Yakın zamana kadar Türkiye inançlı Müslüman liderlerin yönetiminde gelişip kalkınan bir ülkeydi. Ama yürütme içindeki küçük bir grup ülkenin ilerleyişini rehin aldı. AB'ye katılma fırsatı heba ediliyor.
HÜKÜMET VESAYETİ!
Siyasette bir zamanlar ordunun elindeki hakimiyetin yerini hükümetin hegemonyasının aldığı görülüyor. Son 10 yılın başarılarının üzerine kara bir gölge düştü. İnsanların görüşlerinden dolayı sinsice fişlenmesinin, siyasi çıkarlar için devlet memurlarının durmadan yerlerinin değiştirilmesinin ve medya, yargı ve sivil topluma eşi benzeri görülmemiş biçimde boyun eğdirilişinin sonucu bu.
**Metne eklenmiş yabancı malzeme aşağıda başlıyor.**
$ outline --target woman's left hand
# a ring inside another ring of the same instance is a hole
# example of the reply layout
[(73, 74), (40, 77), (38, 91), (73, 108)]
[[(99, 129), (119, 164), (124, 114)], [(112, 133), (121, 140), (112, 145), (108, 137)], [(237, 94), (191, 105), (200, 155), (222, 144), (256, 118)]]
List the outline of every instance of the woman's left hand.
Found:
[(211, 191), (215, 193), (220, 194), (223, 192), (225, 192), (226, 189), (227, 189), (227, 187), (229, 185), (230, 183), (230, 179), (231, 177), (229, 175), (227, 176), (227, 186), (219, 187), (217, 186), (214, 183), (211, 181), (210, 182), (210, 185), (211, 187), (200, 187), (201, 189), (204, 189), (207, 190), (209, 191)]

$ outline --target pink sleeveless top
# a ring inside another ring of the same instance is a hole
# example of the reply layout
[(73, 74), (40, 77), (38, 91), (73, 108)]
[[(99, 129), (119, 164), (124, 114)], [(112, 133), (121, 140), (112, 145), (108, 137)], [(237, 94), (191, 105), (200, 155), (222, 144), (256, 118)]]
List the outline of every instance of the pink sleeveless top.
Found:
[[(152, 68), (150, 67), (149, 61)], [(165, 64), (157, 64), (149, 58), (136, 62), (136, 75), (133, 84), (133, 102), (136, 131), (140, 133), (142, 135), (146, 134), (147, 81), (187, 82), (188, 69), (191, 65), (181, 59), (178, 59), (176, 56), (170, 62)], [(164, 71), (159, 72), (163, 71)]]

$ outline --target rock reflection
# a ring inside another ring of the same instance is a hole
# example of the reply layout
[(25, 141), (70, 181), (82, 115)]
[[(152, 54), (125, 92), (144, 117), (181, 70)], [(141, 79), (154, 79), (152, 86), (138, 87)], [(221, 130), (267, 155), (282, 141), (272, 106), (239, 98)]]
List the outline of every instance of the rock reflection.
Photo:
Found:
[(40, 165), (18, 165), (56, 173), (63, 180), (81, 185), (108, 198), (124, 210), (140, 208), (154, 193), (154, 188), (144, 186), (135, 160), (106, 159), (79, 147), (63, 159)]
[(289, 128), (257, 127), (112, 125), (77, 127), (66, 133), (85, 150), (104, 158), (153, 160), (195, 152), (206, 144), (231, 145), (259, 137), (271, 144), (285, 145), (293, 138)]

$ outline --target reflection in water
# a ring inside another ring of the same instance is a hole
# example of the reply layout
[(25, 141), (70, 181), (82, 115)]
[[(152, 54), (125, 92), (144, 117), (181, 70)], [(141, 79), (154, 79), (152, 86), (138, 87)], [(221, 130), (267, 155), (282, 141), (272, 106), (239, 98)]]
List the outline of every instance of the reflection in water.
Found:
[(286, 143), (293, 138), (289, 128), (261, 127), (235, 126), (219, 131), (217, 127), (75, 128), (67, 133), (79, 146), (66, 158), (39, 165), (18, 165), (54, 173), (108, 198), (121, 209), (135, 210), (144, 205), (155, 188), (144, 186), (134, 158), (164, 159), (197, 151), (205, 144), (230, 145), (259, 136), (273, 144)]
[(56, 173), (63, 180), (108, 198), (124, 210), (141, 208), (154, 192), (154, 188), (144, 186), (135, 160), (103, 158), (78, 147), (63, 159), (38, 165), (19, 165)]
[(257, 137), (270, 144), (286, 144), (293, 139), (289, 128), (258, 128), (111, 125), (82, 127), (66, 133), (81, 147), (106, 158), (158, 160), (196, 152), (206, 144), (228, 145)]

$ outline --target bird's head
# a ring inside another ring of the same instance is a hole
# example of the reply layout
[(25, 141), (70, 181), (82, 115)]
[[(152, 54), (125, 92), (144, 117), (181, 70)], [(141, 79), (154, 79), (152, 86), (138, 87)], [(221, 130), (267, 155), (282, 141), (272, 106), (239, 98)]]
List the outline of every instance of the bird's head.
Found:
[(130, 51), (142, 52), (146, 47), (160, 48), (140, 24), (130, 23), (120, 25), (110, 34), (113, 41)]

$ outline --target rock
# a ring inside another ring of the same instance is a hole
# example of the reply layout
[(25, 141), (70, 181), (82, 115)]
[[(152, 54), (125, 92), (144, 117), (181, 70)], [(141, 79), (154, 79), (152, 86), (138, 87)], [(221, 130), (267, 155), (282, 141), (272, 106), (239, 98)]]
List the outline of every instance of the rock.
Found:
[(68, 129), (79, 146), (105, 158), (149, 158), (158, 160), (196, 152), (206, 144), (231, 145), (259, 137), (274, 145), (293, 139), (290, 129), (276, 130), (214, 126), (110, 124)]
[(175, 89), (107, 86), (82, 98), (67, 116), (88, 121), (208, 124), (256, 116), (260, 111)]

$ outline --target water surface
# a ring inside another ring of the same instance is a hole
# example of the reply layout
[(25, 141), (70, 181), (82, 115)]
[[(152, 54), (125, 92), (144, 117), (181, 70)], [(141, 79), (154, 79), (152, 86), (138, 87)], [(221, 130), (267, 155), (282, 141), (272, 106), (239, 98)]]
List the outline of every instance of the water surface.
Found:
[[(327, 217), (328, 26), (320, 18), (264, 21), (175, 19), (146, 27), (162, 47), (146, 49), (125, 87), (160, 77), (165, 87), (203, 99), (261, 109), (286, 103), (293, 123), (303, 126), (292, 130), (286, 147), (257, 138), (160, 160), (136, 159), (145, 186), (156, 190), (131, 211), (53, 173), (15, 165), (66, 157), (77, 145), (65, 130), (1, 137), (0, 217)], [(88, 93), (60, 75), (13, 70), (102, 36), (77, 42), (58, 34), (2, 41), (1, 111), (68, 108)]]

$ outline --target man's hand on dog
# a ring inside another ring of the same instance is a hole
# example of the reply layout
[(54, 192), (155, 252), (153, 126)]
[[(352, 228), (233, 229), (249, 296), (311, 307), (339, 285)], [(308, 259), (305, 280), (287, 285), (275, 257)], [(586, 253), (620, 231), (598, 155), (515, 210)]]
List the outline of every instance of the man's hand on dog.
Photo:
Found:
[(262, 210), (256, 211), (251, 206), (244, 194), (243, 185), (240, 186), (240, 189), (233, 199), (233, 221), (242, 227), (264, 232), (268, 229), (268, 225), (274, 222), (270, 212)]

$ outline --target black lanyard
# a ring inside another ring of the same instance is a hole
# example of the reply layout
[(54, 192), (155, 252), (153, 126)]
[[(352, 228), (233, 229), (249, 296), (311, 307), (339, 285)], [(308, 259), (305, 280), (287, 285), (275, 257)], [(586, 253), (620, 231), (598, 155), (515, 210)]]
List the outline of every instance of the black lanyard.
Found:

Hükümetin ülkede güveni, dünyada saygıyı yeniden kazanmasının tek yolu evrensel insan haklarına, hukun üstünlüğü ilkesine ve sorumlu yönetişime bağlılığını tazelemesinden geçiyor. Bu bağlılık yeni, sivillerce hazırlanmış ve demokratik bir anayasayı da içermeli.
TÜRKİYE LAİKTİR
İfade özgürlüğü demokrasinin vazgeçilmez bir parçasıdır. Türkiye'nin şeffaflık ve basın özgürlüğündeki kötü karnesi umut kırıcı.
Bir din adına siyasi iktidar sahibi olmaya çalışmak gibi bir yaklaşım İslam'ın ruhuyla çelişiyor. Din siyasetle karıştığında her ikisi de zarar görür, en çok da din...
Vatandaşları oy kullanmaya teşvik etmenin ötesinde, herhangi bir siyasi partiyi ya da adayı ne destekledim ne kötüledim. Gelecekte de yapmayacağım.
Hükümetin HSYK Yasası, internet özgürlüğünü kısıtlayan yasa ve MİT'e diktatör rejimlerinde görülen yetkiler veren yasa tasarısı, gerek AB gerekse başka Batılı merciler tarafından ciddi tenkit edildi.
Ben Türkiyeli insanların demokrasiye sahip çıkacağına ve ülkenin çıkarlarını partizan siyasi kaygıların üzerinde tutacağına inanıyorum.
DÖNMEYECEK
Son 15 yılımı ruhani bir inzivada geçirdim. Türkiye'de ne olursa olsunda aynen böyle devam etmek niyetindeyim.
Türkiye'nin mevcut sıkıntıları demokrasiyi, özgürlükleri ve hukukun üstünlüğünü ilerletmek için bir fırsat olarak görmesi için dua ediyorum. Demokratik ilkelere bağlılığımızı tazeleyerek güven ve istikrarı yeniden tesis edebilir, bölge ve dünyaya ilham vermiş Türkiye örneğini canlandırabiliriz.
F KLAVYE MEDYASI
Fethullah Gülen'in Financial Times'te yayınlanan köşe yazısı bir gerçeği tekrar gözler önüne serdi. 17 Aralık sürecinden beri aynı reflekslerle, aynı sözlerle ve hatta aynı manşetlerle yayın yapan Hürriyet ve Zaman gazetelerinin Pensilvanya'dan beslendiği bir kez daha ortaya çıktı. İki gazete dün de diğer tüm gazetelerden farklı olarak Gülen'in köşe yazısını yayınlarken, makalenin Pensilvanya'dan iki gazeteye servis edildiği anlaşıldı.